Car, dans la pratique, les règles sans cesse changeantes semblent susciter des difficultés croissantes, comme l'illustrent trois très gros contrats. Celui portant sur la modernisation des Mirage par Thales et Dassault, signé en 2011 et en cours d'exécution, prévoit une répartition claire des rôles entre les Français et Hindustan Aeronautics Ltd. (HAL), le spécialiste public de l'aéronautique. Thales est responsable de la modernisation des quatre premiers avions. Le groupe livrera ensuite à HAL des kits et le groupe indien sera responsable de leur installation sur les suivants.
Dans le cas des Rafale, le processus prévoit à l'inverse que, après la livraison en Inde des premiers appareils fabriqués en France, Dassault restera responsable du montage des appareils suivants réalisé par HAL. Cette disposition semble à l'origine du retard pris par la négociation.
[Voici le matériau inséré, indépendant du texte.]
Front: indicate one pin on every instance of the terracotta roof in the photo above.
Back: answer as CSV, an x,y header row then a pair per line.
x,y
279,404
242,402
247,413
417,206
Enfin, le nouvel appel d'offres pour l'achat de 56 avions de transport est encore différent : les 16 premiers seront fournis par le vainqueur tandis que les 40 suivants devront être fabriqués par un groupe privé indien partenaire. « C'est absurde, avance un professionnel, aucun groupe privé ne va créer une chaîne de montage pour 40appareils seulement. »
Elaborée par tâtonnements successifs, la politique d'acquisitions militaires se cherche. Le gouvernement dit depuis longtemps vouloir publier la liste de ses besoins à long terme, pour que l'industrie puisse s'y préparer. Les intéressés attendent toujours. Neelu Khatri pointe une contradiction dans la politique affichée : « D'un côté, nous n'avons pas les compétences dans certains domaines, de l'autre, nous limitons les investissements étrangers dans les entreprises indiennes de défense à 26 %. »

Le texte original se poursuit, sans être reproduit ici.